Friday, November 27, 2009

Mashlib Pipes Tutorial: Reading List Inspired Journal Watchlists

It's coming up to that Mashed Libraries time of year again (Middlemash, this time), which means it's time for me to put together a new Yahoo Pipes demo, ideally one that builds on something I've used at a previous mashed Library event (in particular, the Mashlib Pipes Tutorial: 2D Journal Search). So here's a little something that does exactly that...

(If you're new to Yahoo Pipes, check out the introductory post "Getting Started With Yahoo Pipes: Merging RSS Feeds", which shows how Pipes work, and leads you through a get you startd activity to create a pipe that merged several RSS feeds to produce a single, aggregate feed.)

In particular, in this demonstration I'll show how it's possible to use a pipe that either you yourself, or someone else entirely, might have already built, within a new pipe of your own.
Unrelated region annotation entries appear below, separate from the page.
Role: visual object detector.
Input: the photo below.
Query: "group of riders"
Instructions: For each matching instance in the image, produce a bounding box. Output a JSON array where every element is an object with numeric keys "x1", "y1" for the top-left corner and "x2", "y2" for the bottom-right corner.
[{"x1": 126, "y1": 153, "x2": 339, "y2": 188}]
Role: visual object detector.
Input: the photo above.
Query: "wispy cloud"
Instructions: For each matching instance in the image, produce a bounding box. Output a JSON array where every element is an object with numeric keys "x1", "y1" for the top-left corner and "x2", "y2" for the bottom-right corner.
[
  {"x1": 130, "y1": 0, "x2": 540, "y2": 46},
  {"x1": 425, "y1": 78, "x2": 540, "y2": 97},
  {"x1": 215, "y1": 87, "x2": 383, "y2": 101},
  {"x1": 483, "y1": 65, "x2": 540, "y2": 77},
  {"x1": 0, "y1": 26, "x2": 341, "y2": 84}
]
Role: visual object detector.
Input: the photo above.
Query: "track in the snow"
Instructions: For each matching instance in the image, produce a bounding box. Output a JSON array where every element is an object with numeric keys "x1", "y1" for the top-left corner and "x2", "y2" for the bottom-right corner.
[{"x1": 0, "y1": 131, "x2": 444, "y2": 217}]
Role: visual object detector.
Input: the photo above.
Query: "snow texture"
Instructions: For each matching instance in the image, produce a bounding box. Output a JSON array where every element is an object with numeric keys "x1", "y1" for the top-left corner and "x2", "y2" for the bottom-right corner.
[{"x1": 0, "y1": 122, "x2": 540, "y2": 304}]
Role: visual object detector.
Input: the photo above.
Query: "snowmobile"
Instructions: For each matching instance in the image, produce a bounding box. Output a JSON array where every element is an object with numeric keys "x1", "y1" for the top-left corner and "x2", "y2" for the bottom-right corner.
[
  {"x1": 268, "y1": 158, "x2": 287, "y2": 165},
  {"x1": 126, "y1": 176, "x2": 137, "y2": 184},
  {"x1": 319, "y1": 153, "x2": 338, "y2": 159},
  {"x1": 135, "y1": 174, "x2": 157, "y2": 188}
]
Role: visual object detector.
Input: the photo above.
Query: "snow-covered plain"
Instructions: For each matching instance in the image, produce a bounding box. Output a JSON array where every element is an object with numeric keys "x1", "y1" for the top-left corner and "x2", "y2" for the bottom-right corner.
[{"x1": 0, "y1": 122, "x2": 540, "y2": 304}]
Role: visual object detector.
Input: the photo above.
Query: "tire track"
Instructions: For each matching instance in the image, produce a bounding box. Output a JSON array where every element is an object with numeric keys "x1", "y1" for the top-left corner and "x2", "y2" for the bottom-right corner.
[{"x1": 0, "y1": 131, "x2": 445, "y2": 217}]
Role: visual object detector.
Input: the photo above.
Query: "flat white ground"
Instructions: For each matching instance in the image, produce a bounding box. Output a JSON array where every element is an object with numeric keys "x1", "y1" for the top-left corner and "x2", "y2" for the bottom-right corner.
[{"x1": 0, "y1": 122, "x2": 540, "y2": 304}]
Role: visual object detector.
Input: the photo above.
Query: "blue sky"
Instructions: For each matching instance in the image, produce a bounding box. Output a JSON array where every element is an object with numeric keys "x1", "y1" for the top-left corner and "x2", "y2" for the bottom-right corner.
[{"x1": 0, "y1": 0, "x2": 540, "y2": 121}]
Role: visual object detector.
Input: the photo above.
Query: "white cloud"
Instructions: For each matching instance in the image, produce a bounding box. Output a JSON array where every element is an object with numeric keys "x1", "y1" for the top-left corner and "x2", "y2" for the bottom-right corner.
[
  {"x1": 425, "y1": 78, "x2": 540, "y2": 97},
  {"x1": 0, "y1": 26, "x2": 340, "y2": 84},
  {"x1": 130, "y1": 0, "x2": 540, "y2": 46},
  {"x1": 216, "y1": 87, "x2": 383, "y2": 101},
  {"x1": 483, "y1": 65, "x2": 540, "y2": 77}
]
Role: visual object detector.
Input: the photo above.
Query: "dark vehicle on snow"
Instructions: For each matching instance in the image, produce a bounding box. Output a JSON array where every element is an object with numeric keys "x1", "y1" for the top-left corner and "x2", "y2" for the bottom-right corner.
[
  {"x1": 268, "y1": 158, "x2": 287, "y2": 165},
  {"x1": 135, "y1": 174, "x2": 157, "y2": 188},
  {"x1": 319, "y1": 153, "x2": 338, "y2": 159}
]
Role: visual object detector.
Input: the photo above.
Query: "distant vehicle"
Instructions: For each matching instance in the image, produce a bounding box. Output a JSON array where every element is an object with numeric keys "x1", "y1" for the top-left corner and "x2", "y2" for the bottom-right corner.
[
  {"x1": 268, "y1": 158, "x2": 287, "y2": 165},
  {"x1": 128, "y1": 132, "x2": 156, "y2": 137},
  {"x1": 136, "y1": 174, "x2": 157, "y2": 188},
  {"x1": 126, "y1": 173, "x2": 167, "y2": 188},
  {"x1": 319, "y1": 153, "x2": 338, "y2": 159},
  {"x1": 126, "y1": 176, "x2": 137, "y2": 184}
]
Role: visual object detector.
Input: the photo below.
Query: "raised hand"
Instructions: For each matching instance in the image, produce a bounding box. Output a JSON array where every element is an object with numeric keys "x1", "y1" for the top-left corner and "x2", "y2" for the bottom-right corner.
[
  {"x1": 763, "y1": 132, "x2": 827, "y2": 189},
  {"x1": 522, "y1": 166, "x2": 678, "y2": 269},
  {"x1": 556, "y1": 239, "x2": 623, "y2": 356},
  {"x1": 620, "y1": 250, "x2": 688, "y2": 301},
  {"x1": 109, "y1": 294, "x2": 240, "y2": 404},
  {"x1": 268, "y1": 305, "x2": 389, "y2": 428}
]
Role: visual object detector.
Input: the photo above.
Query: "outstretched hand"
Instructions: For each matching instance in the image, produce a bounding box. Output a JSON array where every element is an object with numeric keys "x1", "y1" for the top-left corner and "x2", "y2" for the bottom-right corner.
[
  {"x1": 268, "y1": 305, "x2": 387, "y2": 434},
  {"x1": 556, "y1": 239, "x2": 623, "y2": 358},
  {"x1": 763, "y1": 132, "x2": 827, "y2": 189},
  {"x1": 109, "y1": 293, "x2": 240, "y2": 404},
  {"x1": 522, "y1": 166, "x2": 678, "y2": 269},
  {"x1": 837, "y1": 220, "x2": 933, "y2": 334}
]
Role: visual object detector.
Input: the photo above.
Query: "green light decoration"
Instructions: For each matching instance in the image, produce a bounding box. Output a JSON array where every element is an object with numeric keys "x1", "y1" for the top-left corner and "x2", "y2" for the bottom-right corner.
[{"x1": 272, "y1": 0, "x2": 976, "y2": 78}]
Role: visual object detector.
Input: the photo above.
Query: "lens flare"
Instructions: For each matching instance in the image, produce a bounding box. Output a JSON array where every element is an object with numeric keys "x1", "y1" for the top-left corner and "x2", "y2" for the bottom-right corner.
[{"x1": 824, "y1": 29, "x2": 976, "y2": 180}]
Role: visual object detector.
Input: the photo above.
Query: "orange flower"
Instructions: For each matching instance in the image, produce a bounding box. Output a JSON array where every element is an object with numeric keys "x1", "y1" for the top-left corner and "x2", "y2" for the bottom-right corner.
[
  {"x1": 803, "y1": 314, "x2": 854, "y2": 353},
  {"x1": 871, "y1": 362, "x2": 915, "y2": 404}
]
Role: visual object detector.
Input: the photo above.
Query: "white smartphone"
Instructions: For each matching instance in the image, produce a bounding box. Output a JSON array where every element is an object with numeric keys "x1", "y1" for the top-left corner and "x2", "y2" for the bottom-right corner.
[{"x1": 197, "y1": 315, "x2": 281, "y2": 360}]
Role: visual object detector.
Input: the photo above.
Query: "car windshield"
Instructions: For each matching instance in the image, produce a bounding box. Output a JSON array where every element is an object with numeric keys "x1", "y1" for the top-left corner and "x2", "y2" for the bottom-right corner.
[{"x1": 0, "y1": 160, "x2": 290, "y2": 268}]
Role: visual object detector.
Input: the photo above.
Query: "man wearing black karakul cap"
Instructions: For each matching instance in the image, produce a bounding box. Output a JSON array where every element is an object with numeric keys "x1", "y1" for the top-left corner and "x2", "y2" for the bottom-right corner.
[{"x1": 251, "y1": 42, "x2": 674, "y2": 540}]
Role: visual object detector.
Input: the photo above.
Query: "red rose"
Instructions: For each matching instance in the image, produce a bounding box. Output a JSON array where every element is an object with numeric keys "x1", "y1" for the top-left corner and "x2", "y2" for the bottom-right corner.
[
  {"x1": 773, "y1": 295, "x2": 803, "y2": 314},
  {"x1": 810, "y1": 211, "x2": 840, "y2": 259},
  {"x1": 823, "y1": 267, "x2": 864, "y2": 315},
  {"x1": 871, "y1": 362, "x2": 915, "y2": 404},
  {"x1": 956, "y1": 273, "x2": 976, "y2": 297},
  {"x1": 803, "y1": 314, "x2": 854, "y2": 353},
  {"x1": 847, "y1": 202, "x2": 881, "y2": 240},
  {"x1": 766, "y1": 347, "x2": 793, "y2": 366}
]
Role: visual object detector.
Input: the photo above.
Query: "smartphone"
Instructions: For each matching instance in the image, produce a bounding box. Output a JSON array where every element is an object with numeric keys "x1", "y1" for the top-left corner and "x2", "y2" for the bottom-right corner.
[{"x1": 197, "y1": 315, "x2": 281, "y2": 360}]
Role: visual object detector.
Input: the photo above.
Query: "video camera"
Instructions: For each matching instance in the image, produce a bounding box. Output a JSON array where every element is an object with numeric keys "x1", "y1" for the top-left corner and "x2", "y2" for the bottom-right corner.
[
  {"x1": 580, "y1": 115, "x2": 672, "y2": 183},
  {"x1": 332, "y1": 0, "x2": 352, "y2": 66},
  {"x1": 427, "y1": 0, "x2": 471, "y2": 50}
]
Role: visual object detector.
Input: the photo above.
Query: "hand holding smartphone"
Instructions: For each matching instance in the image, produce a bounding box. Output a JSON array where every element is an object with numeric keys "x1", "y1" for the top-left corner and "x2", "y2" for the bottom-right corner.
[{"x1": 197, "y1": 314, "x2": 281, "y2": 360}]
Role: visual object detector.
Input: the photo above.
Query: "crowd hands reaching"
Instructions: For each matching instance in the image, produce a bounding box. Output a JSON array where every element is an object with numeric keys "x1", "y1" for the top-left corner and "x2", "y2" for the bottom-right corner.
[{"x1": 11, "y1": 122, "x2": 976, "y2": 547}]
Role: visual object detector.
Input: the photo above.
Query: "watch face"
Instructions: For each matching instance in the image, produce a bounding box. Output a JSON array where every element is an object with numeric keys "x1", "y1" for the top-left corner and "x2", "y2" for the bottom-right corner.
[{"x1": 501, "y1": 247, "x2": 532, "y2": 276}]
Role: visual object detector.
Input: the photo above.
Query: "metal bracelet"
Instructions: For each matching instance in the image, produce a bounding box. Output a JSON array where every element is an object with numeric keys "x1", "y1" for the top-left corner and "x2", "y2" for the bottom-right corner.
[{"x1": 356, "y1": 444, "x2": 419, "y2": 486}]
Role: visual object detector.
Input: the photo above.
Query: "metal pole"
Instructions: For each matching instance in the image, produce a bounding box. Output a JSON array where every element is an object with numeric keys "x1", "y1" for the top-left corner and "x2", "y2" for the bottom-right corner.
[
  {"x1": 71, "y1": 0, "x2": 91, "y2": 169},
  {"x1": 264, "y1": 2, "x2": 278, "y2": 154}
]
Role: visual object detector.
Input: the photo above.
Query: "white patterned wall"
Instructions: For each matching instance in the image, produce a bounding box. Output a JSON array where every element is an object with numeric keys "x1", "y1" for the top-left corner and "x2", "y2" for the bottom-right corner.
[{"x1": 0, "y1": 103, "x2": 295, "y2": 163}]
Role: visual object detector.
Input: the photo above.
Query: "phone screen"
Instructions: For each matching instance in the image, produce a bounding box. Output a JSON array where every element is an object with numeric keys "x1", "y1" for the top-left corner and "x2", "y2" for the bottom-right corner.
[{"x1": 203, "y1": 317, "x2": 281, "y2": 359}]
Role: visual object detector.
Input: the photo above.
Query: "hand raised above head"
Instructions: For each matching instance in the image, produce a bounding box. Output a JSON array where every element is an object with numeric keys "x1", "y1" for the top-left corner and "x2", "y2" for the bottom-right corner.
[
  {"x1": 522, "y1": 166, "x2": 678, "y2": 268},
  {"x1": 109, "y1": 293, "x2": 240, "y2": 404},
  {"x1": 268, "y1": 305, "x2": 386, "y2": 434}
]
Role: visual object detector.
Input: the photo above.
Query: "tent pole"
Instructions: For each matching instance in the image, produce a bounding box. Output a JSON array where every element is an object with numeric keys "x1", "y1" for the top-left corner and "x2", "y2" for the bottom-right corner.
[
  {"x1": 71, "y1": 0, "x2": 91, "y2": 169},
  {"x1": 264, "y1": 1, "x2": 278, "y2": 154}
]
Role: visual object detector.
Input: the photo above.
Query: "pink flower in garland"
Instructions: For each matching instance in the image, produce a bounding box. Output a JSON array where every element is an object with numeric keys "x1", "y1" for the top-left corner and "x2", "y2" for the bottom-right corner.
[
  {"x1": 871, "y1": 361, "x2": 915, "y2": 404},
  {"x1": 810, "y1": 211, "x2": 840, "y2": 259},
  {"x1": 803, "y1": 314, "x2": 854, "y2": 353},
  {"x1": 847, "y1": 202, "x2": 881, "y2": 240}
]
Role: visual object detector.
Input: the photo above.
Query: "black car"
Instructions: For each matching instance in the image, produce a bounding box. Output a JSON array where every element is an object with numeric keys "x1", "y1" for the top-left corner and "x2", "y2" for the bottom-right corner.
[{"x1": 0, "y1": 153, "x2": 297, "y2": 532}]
To set the scene, suppose you have a list... a list of resources... a reading list, for example. In and of itself, this might be a key resource in the delivery of a course, but might it also be more than that? Whenever I see a list of web resources, I ask myself: could this be the basis of a custom search engine that searches over just those resources, or just the websites those resources live on? So where might this thought take us in the context of a reading list?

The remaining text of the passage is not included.